A comparative study between 68Ga-DOTA-TOC PET and 99mTc-HYNIC-octreotide was performed by Gabriel et al. [6] in 88 patients with as neuroendocrine tumor. 68Ga-DOTA-TOC PET showed a sensitivity of 97%, a specificity of 92%, and an overall accuracy of 96%, which were significantly higher than those of single photon emission computed tomography (SPECT) using 99mTc-labeled tracer (Fig. 3).

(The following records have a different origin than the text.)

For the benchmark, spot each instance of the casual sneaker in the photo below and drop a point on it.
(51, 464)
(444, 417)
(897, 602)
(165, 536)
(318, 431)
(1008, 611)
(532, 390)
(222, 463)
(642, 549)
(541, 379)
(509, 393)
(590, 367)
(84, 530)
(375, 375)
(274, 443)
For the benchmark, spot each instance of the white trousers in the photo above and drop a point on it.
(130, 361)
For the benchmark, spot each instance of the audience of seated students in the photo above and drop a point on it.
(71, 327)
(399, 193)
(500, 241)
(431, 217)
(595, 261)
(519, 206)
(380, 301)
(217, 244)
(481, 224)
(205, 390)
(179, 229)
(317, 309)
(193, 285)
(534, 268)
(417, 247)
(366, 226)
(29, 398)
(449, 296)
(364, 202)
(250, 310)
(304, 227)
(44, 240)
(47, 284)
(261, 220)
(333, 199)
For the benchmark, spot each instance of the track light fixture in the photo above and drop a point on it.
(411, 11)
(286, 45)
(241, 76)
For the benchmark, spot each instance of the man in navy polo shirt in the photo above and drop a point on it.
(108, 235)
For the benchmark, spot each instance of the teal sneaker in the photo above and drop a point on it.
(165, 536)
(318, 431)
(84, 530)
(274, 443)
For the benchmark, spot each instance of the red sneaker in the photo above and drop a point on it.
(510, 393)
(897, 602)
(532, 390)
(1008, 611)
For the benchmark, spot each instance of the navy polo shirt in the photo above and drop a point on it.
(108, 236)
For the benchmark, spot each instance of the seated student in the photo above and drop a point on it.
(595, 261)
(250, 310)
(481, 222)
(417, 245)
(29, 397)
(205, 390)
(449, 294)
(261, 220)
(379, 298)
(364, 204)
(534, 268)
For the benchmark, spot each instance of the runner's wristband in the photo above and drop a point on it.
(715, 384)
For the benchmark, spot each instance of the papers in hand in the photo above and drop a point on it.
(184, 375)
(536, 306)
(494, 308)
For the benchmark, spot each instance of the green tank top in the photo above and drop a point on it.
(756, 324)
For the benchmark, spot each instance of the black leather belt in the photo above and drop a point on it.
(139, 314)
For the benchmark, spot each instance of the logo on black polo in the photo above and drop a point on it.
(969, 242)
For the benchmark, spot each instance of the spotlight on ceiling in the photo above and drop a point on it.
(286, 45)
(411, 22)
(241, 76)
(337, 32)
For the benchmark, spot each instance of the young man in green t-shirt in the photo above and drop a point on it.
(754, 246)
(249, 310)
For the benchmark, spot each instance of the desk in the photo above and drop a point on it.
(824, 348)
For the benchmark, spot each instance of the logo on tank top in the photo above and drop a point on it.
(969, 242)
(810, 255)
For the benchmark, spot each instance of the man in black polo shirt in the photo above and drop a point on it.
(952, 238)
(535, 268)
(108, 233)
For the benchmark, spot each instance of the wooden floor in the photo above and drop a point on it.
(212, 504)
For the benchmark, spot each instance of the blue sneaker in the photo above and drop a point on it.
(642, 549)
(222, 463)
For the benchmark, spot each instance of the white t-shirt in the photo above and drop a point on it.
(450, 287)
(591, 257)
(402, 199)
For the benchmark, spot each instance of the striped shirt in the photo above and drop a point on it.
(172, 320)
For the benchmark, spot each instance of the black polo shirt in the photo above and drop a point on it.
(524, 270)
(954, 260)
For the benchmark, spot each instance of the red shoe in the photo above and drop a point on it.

A viability study of 68Ga-DOTA-TATE for pheochromocytoma PET imaging was conducted in patients who had previously undergone surgical resection of malignant pheochromocytomas. 68Ga-DOTA-TATE was positive in all five patients studied, whereas only three patients were positive by 123I-metaiodobenzylguanidine (MIBG) scan [61, 62]. Due to the difficulties of diagnosing meningioma by computed tomography (CT) and magnetic resonance imaging (MRI), other methods of characterizing these intracranial lesions are being sought. Imaging meningiomas with 68Ga-DOTA-TOC can provide useful clinical indications, because SSTR2 is highly expressed in most meningiomas. The first use of 68Ga-DOTA-TOC in meningiomas in three patients was reported by Milker-Zabel and co-workers; the same group evaluated its kinetic parameters in meningioma [63].
Conclusion
The use of a 68Ge/68Ga-generator that can consistently supply 68Ga, which has a half-life of 271 days, provides a convenient way of producing 68Ga for more than a year. Furthermore, the cost of the generator is comparable with those of other radionuclides used for PET. In addition, diagnostic approaches based on 68Ga-labeled agents have the additional advantage of facilitating treatment. For example, when a diagnostic scan is positive, these agents can be labeled with therapeutic radionuclides, such as, yttrium-90, lutetium-177, or rhenium-188. Ongoing experimental work suggests the feasibility of 68Ga labeling with different biomolecules for the imaging of different tumors, myocardium, and infection. The commercial availability of 68Ge/68Ga-generator will undoubtedly encourage further preclinical research and clinical studies, and may open the door to new possibilities for PET.